There were more great Two Minutes than usual to choose from this year, a hopeful sign, I think. When scripts get pared down to the hero, his buddy, the girl and the bad guy, the skeleton cast of too many big American movies lately, you lose more than detail and nuance. You lose the kind of delight that people used to carry away with them, remembering moments as good as these.  

1.)  Susan Barnes, as the furious motel manager in Leaving Las Vegas, her bayonet smile fixed and shiny, who orders Elisabeth Shue and Nicolas Cage to take their liquor and their loud talk and leave.

2.)   Lisa Nicole Carson, as the zestful, life-loving Coretta in Devil in a Blue Dress¸ a woman who knows everything about just what hits the spot, and makes sure that Easy Rawlins does too.

3.)  George Segal, with a faint corporate sheen of sleaze, as To Die For’s convention keynoter, a TV exec only too happy to give Nicole Kidman a little private coaching on how to get ahead in television.

4.)  Madeleine Kahn, as that irrepressible straight-shooter Martha Mitchell, the scourge of politics, the bane of her Attorney General-husband’s life, but absolutely the gusto of Nixon.

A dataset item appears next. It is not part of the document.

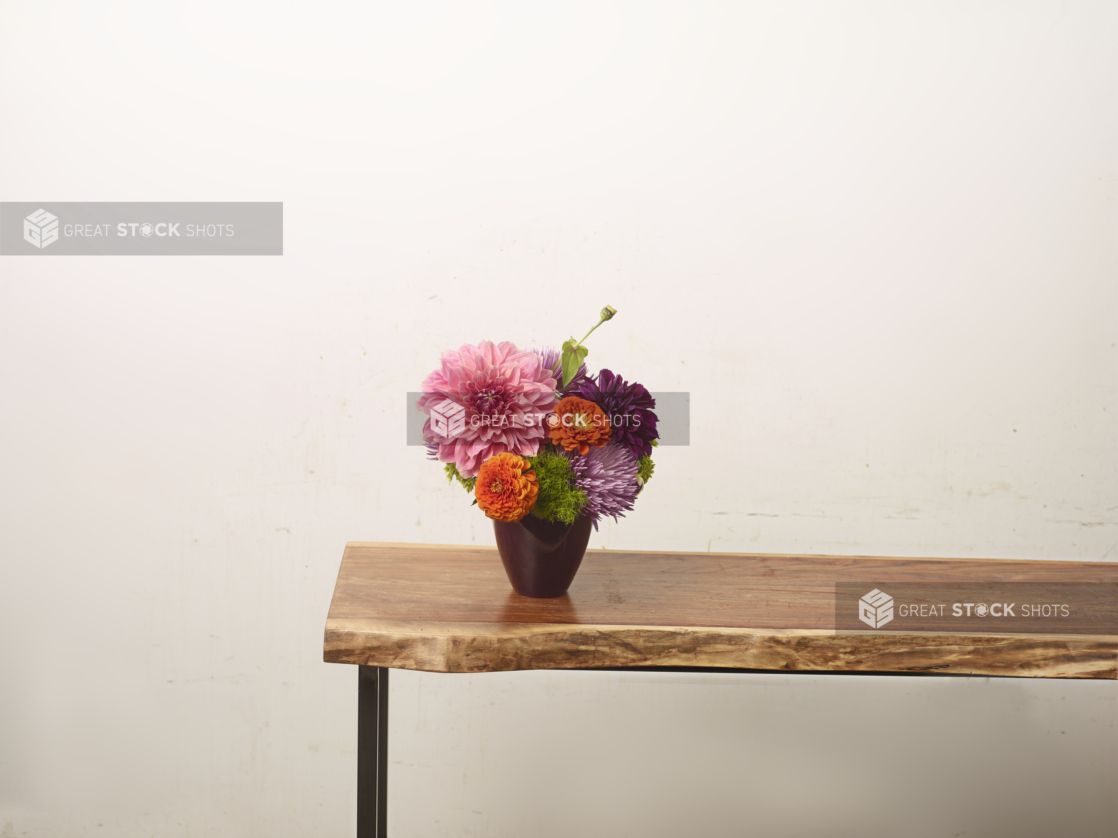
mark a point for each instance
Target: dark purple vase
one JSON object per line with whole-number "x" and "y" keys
{"x": 540, "y": 558}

5.)  Hugh Laurie, as Sense and Sensibility’s curmudgeonly husband. Afflicted with a non-stop-talking wife, Mr. Palmer comes out from behind his newspaper just long enough to reveal his genuinely generous and noble character.

6.)  Kim Staunton, as the staunch wife of Heat’s parolee Dennis Haysbert, whose attempt to go straight has brought him to a kitchen job from hell.  Her scene as she tells him her pride in him is one of the film’s most haunting; she raises our emotional stakes in the furious action scene to come. 

7.)  John C. Reilly, as the exquisitely delusional drummer in Georgia, somehow convinced that his heroin problem is behind him and best in the mad, funny scene as he and Jennifer Jason Leigh drink to their future as they effectively obliterate their present.

8.)  Richard McCabe, the chunky, inconsolable Captain of Persuasion, whose fiancée has died while he was at sea and whose only solace is poetry.

9.)  Elliott Gould, as the sports-fan-father of one of Kicking and Screaming’s perennial students, a man almost terminally befuddled when his wife announces that she’s thrown in the towel.

10.) Penelope Wilton, as the flamboyant Lady Ottoline Morrell, Carrington’s party-giver extraordinaire.  Wilton manages eccentricity without caricature, her Ottoline is a woman who can stroll her gardens with five leashed pug dogs or throw herself into London’s latest dance rage with the same élan.